И им представился восседающий на троне тетрарх, в митре, с отвислыми шиффенцановскими щеками, с носом попугая и орденом «Пур ле мерит» на груди.
Книга шестая
СПАСИТЕЛИ
Глава первая. Бабка готовится
Бабка, как и следовало ожидать, не подозревала ни о чем. Она пришла вечером в уютное, накуренное караульное помещение, где Гриша, наслаждаясь теплом, сидел в сторонке у стены, погруженный в размышления. Она поздоровалась со знакомыми. Радуясь новому впечатлению, они встретили ее возгласом «алло!». Они ждали от нее новостей, как от всякого нового человека, который, приходя извне, приносил с собою отголоски жизни таинственного города Мервинска.

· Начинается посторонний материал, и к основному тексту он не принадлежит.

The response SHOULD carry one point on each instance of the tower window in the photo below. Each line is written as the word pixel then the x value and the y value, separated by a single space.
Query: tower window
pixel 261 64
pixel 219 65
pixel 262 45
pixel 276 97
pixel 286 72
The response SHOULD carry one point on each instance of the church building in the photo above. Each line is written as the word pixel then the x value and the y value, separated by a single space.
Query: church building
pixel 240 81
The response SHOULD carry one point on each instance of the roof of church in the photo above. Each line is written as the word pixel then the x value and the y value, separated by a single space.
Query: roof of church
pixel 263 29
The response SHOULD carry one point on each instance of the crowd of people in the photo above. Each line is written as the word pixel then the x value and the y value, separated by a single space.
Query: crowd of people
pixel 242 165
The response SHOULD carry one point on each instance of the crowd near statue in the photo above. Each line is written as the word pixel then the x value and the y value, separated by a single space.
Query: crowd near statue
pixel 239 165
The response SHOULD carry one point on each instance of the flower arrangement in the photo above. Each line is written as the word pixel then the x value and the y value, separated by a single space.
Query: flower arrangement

Она все еще продавала фрукты — зимние яблоки, — а также сигареты, русские булки и чаще всего аппетитные капустные или творожные пироги на дешевом жиру из контрабандной, без законной примеси, муки. Эта женщина с загорелым лицом находила меткие скупые ответы на каждую обращенную к ней шутку. Она бесспорно выглядела пополневшей. Но, конечно, никому не приходило в голову, что она беременна, уже на седьмом месяце и носит в своем чреве дитя. Как у многих женщин, ребенок лежал у нее не спереди, а откинувшись к спине, уютно скорчившись в теплой плаценте, заполняя растянутое туловище матери, но не раздавая его.